Excluding living men and women, I name the following as my ten favorite humanitarians—persons who benefited humanity or tried to benefit humanity:

(See list.)

There are five other names that press into my mind as strong contestants for a place in this precious list. I refer to Horace Greeley, Richard Wagner, Francois Millet, Robert Owen and Elizabeth Cady Stanton.

I may say that Thomas Lake Harris is a name that should be more widely and truly known. Mr. Harris left a large mass of remarkable writings, which have come into my hands, and from which I am making copious selections to appear at the end of the year in two large volumes.

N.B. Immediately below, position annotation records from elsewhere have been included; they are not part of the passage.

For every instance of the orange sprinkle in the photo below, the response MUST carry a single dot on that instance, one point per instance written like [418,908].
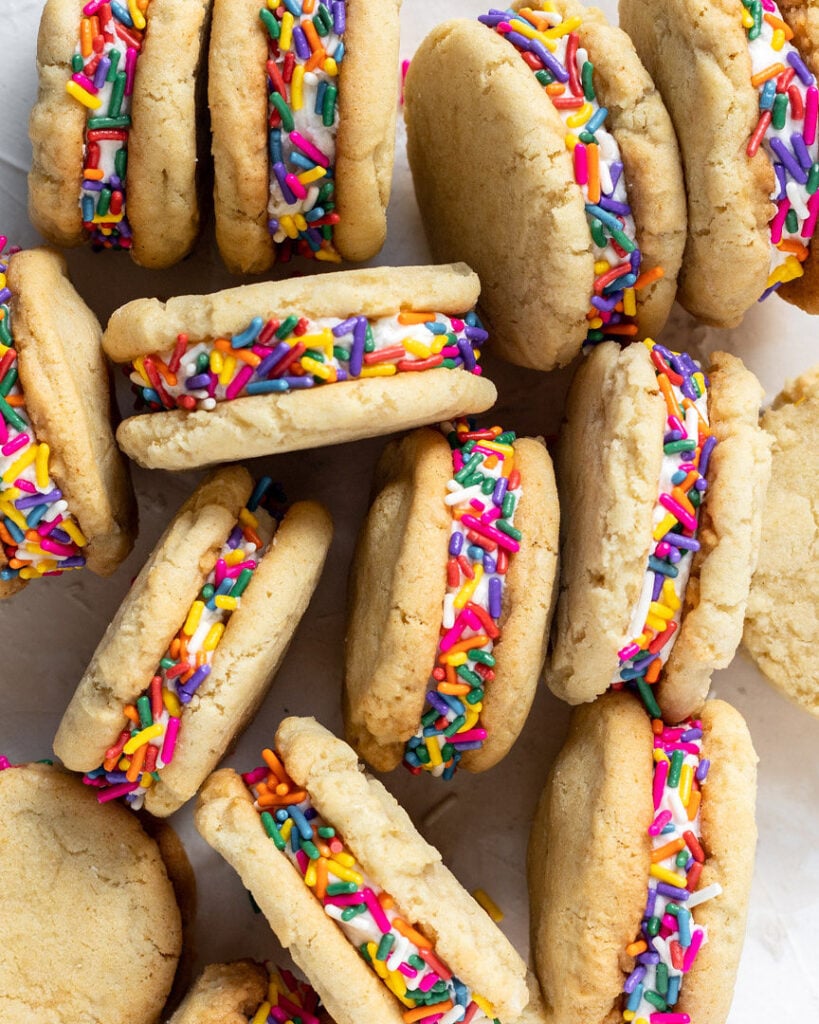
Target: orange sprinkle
[415,936]
[410,1016]
[666,851]
[771,72]
[648,278]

From Harriot Stanton Blatch:

I first think of the great demands for personal freedom, and so place first, Lord Shaftesbury's work to free the child from factory slavery; Elizabeth Cady Stanton's work to free women from civil and political slavery, and William Lloyd Garrison's to free the negro. To me the most ringing note for freeing the workers from their wage slavery was given by William Morris. Goethe was the philosopher of all these movements, and Shelley the poet. When men are free they most need education, and so one of my favorite humanitarians is Froebel. When educated they must learn their baby steps in political democracy. No man taught us more of orderly political machinery and how the democracy could use it, more of right fiscal methods than Gladstone. In a patient search for truth Darwin is our great exampler, and one of the first to take the steps towards the wonderful practical developments of science. Morse must be named.